A limitation is that follow-up took place after 1 year and some patients may need a longer time to achieve steady state, which could affect the experienced satisfaction with treatment (39, 40). Furthermore, baclofen dose development was not followed. For study purpose neither the patient nor a physician/nurse evaluated whether a stable and sufficient dose was reached; thus, there is uncertainty regarding this. In addition, potential complications were not identified and thus not included when analysing the results.

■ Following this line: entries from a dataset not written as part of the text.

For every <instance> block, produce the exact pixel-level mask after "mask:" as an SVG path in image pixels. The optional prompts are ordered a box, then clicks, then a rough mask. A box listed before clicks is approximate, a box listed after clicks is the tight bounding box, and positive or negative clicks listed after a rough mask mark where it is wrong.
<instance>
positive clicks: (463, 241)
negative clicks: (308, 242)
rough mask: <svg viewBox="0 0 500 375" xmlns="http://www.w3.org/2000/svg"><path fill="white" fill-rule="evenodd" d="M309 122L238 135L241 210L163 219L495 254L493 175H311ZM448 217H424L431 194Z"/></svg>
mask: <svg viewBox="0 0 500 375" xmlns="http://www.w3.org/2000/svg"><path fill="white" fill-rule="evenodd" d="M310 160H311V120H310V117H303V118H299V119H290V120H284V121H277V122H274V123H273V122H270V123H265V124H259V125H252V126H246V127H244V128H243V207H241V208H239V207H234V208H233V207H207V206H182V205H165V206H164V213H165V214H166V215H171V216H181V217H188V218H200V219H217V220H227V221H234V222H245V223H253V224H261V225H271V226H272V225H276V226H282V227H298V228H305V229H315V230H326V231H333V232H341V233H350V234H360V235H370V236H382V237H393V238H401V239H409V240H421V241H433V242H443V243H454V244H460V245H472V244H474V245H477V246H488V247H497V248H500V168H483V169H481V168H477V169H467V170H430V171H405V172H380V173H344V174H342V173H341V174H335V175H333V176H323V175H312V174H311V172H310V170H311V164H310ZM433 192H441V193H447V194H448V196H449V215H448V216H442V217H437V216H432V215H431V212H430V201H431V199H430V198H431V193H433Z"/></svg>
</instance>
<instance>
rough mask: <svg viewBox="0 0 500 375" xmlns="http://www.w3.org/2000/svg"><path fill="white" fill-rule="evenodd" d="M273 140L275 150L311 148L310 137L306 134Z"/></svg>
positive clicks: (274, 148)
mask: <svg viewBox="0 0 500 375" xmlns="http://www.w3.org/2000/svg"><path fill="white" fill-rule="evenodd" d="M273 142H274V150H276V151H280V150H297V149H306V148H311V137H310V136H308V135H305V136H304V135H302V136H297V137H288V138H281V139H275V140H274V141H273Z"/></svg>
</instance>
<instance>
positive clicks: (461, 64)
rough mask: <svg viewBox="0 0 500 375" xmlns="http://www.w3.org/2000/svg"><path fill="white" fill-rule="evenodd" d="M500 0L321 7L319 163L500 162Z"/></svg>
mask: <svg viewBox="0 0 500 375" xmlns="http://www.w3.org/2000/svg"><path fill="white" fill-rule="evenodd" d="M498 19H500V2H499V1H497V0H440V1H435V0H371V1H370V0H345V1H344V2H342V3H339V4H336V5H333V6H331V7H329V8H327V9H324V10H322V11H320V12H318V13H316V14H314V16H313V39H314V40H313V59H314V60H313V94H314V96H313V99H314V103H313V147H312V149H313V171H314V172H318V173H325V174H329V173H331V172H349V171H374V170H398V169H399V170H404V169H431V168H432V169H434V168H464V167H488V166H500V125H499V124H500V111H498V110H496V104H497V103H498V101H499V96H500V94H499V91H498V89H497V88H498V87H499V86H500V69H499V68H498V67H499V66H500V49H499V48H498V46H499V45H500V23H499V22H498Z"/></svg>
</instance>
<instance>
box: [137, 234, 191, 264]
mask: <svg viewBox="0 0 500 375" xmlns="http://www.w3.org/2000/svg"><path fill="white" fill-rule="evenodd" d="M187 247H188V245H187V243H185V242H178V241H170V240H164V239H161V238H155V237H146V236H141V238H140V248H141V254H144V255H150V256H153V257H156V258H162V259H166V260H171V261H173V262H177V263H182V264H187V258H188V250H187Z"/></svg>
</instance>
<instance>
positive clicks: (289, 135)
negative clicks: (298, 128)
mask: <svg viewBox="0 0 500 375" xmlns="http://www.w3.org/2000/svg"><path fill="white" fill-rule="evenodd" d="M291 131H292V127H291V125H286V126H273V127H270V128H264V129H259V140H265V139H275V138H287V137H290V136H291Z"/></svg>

Another limitation is the lack of complete MAS data. Reasons for internal dropouts (n = 7) were geographical distances at follow-up, lack of physiotherapist or inability to assess spasticity according to the physiotherapist’s assessment. Thus, some caution is needed when drawing conclusions from this assessment, even though the assessment is consistent with the patient-reported outcomes. In addition, no information regarding concomitant spasticity medication such as botulinum toxin was reported and therefore interpretation of the missing effect of improvements in MAS for upper extremities is lacking. Finally, due to the relatively small sample size, the generalizability might be affected.
Future research focusing on expectations should include a longer follow-up period, include baclofen dose development and follow complications over time.
Patients’ overall satisfaction with treatment was moderate to low at 1-year follow-up. Although there were improvements in several of the conditions related to daily life with improved occupational performance, satisfaction and sleep quality, there was failure to completely reach the level of the patients’ expectations of the treatment outcome. The variables that best explain 1-year satisfaction with occupational performance seem to be change in occupational performance, expectations, initial status regarding occupational performance and health state. Patients treated with ITB are a heterogeneous group regarding diagnosis, level of independence and ability to communicate, which poses a challenge when evaluating relevant treatment goals and expectations. The importance of considering expectations of the treatment outcome highlights the need to define realistic and individualized patient goals.
We thank Malin Karlsson, Eva Härkegård, Marie Lannesand and Kristin Nyman for participation in data collection.